Meeting the Land at Found Outdoors

I’ve not written on this site much for the last few years as my work has focused more specifically on wetlands through my Queer River Research. That continues, as does my Neuroqueer Ecologies research into neurodivergent perspectives on place, and in the meantime my attention has also been called back to the land, to woodlands and the subject of rewilding.

I’ve written before about my interest in the relationship between rewilding, queering and wellbeing, and rewilding is a subject that I’m continuing to read up on and think about as I begin the research phase of a new residency at Found Outdoors in Wiltshire, ‘an outdoor education, arts and rewilding space set in 54 acres of private woodland and meadows on the edge of Salisbury Plain in Wiltshire‘. I’ve found reading Dr Ian Biggs’ writing on the subject really thought provoking this morning for example.

I’m interested in the idea of rewilding being about both ecological and individual wellbeing, about people realising and taking up their place within what we’ve come to call nature, rather than as a process of excluding people in order to try and regain some kind of mythical, pristine wilderness of the past.
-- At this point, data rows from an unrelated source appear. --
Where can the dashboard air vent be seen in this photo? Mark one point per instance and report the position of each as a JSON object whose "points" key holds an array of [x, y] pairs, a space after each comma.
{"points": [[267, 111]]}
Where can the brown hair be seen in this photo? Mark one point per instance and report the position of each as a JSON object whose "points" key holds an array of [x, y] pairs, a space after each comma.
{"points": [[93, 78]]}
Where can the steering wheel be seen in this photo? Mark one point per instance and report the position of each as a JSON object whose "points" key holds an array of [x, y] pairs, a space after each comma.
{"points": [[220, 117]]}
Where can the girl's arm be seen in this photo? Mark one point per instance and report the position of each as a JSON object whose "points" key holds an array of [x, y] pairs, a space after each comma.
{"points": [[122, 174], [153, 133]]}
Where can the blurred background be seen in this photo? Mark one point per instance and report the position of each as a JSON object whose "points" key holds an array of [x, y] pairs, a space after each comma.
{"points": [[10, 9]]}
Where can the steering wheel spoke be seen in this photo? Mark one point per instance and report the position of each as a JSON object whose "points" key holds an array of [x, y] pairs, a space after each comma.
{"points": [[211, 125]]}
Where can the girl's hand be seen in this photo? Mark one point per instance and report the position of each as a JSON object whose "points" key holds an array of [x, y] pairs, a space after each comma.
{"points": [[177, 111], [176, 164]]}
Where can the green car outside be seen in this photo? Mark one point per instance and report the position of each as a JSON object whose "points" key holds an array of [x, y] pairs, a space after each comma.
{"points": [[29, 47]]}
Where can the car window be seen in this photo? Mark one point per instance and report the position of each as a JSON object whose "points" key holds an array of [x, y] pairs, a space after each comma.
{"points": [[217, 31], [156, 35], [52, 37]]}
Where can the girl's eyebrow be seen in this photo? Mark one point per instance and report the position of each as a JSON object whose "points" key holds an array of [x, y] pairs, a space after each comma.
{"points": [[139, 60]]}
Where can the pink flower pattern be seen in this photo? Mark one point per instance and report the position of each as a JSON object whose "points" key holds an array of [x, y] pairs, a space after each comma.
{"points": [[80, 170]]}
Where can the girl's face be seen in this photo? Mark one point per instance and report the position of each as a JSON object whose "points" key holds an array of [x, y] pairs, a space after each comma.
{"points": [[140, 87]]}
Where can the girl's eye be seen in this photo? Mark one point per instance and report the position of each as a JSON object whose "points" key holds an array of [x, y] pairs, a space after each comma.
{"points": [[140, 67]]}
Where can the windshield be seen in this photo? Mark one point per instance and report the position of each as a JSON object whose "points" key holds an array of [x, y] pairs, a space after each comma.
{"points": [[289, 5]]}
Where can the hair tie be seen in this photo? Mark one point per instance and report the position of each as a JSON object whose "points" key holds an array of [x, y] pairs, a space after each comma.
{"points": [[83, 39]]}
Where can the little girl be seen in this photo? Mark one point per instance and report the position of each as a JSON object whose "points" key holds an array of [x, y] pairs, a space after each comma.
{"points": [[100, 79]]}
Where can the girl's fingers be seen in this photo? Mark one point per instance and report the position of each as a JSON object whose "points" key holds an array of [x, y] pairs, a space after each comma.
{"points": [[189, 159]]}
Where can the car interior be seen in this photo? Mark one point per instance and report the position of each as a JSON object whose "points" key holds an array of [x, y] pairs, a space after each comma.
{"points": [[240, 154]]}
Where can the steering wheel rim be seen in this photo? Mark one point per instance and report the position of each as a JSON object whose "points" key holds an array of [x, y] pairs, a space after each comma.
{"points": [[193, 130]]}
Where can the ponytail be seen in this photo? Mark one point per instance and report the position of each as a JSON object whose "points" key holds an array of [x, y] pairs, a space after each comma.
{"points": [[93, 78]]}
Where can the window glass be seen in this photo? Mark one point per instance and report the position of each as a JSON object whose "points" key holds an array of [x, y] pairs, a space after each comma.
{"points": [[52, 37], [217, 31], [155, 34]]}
Wilderness hides its unnaturalness behind a mask that is all the more beguiling because it seems so natural. As we gaze into the mirror it holds up for us, we too easily imagine that what we behold is Nature when in fact we see the reflection of our own unexamined longings and desires. For this reason, we mistake ourselves when we suppose that wilderness can be the solution to our culture’s problematic relationships with the nonhuman world, for wilderness is itself no small part of the problem.
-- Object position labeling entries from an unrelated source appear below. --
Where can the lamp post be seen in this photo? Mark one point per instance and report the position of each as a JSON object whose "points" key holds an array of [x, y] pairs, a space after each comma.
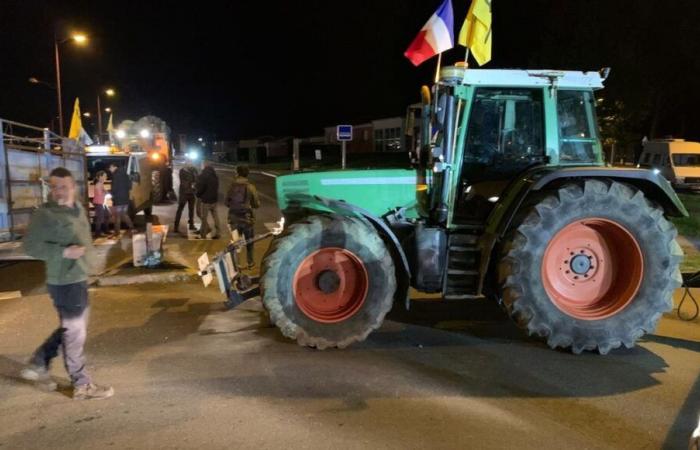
{"points": [[108, 93], [80, 39]]}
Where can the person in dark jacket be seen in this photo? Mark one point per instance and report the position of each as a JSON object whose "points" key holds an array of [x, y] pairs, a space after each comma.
{"points": [[242, 199], [208, 194], [188, 178], [121, 188], [59, 235]]}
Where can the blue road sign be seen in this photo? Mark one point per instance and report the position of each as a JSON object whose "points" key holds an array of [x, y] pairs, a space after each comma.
{"points": [[344, 132]]}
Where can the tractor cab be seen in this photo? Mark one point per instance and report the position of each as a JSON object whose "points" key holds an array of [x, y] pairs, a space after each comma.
{"points": [[488, 126]]}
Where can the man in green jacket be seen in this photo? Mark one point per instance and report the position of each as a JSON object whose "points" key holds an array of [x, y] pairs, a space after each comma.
{"points": [[59, 235]]}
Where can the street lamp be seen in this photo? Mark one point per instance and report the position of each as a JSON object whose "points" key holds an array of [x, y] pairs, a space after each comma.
{"points": [[79, 39], [109, 93]]}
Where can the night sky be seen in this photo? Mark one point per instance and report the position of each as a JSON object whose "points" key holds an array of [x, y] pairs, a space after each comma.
{"points": [[239, 69]]}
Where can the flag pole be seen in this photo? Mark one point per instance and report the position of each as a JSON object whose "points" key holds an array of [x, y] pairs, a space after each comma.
{"points": [[437, 71]]}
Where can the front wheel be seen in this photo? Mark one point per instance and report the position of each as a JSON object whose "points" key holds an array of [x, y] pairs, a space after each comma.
{"points": [[592, 266], [328, 281]]}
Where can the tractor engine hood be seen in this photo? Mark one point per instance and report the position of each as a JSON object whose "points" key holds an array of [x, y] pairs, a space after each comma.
{"points": [[376, 191]]}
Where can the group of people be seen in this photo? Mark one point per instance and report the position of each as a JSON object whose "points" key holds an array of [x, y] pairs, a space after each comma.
{"points": [[59, 235], [121, 188], [200, 193]]}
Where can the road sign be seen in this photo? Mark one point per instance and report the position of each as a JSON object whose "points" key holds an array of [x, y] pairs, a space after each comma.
{"points": [[344, 132]]}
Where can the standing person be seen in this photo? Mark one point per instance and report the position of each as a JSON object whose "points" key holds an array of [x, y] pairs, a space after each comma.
{"points": [[208, 194], [121, 187], [98, 201], [241, 199], [59, 235], [188, 178]]}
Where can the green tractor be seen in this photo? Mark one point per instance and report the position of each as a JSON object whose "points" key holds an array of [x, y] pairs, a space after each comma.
{"points": [[509, 199]]}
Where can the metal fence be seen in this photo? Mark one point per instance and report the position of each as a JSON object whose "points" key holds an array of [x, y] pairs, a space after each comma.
{"points": [[27, 156]]}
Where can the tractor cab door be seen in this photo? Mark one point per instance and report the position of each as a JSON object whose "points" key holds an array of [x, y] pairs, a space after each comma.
{"points": [[505, 136]]}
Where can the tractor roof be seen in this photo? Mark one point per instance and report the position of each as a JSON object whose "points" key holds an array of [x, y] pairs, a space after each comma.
{"points": [[523, 78]]}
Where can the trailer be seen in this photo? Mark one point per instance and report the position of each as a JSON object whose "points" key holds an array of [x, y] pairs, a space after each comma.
{"points": [[27, 155]]}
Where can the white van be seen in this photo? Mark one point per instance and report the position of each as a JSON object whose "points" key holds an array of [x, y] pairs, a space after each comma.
{"points": [[677, 160]]}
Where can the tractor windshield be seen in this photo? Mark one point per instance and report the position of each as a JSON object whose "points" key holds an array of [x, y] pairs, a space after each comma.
{"points": [[506, 129]]}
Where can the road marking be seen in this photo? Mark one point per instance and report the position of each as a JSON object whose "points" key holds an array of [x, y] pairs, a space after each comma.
{"points": [[7, 295]]}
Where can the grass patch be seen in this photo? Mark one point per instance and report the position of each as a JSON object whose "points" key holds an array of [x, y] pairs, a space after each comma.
{"points": [[689, 226]]}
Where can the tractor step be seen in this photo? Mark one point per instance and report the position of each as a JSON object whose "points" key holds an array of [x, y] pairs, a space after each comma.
{"points": [[462, 278]]}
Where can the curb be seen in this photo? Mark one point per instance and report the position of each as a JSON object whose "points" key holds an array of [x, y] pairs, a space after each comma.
{"points": [[160, 278]]}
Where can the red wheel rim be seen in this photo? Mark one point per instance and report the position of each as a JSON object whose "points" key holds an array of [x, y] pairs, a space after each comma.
{"points": [[330, 285], [592, 269]]}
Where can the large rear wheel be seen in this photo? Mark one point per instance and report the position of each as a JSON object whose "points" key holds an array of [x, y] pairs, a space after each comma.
{"points": [[328, 281], [591, 266]]}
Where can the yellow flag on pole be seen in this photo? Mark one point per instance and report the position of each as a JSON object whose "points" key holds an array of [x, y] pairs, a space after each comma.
{"points": [[75, 123], [476, 32]]}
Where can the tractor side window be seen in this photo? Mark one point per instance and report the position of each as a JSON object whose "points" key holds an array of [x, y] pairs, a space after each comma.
{"points": [[577, 126], [506, 128]]}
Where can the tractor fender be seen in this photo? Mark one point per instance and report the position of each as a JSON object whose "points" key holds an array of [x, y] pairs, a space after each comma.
{"points": [[304, 204], [652, 184]]}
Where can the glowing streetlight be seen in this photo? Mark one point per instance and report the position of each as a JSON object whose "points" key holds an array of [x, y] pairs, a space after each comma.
{"points": [[79, 39], [109, 93]]}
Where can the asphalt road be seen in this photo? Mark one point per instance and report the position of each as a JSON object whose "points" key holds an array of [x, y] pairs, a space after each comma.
{"points": [[190, 374]]}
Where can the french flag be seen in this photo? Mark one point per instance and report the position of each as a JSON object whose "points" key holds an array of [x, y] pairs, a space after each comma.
{"points": [[435, 37]]}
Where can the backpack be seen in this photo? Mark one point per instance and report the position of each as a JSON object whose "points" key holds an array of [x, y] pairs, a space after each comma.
{"points": [[237, 199]]}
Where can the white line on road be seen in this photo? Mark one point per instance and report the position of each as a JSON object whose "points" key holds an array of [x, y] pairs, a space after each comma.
{"points": [[7, 295]]}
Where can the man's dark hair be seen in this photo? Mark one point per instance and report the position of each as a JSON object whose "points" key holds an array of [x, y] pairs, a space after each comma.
{"points": [[242, 171], [61, 172]]}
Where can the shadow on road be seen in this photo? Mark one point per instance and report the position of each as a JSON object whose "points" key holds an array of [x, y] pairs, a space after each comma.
{"points": [[410, 357], [169, 320]]}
The Trouble with Wilderness; or, Getting Back to the Wrong Nature – William Cronon

In other words, the idea of a wilderness or wild place being wild because it excludes people, is part of a cultural construction that causes us to perceive ourselves as separate to ‘Nature’, and the ecological systems on which we depend, and is built on the very binaries that my work aims to deconstruct and go beyond.

For me when I connect with my body, and my body connects with the material world, I bypass inherited ways of seeing and being that exclude or pigeonhole me as a ‘Gay’ man, and I gain glimpses of what it means to be whole, to be connected and see beyond words and concepts.

Beyond the Binary – James Aldridge

I’m excited to be working with Fiona and Rich Cassidy because of their interest and experience in combining art and science, because they are local to me and I really want to invest time and energy in my locality, and because they seek to balance the needs of humans and non-humans:

‘We are constantly developing our site facilities and creating spaces for small groups and low impact events... Through our management of the land we aim to improve the biodiversity, have a (small) positive impact on climate change, help reconnect people with nature and pass on everything we learn.’

Yesterday was my first day on site after brief visits to meet and plan. We are starting with a short, initial period of (unfunded) research, while we put together a proposal and funding bid for in-depth development work. This will enable me to use my arts practice to carry out research, create and share new work on-site, and for us to develop and trial engagement activities with local people.

I’ve set up a couple of large-scale drawing experiments, which I hope will be interacted with by dfferent animals while I’m not there, and which I’ll revisit and share more about next week. I also enjoyed sitting in the woods and by the ponds, listening, watching, writing and drawing, meeting the land and feeling it start to enter my mind and body.

Thank you Fiona and Rich, a really exciting beginning.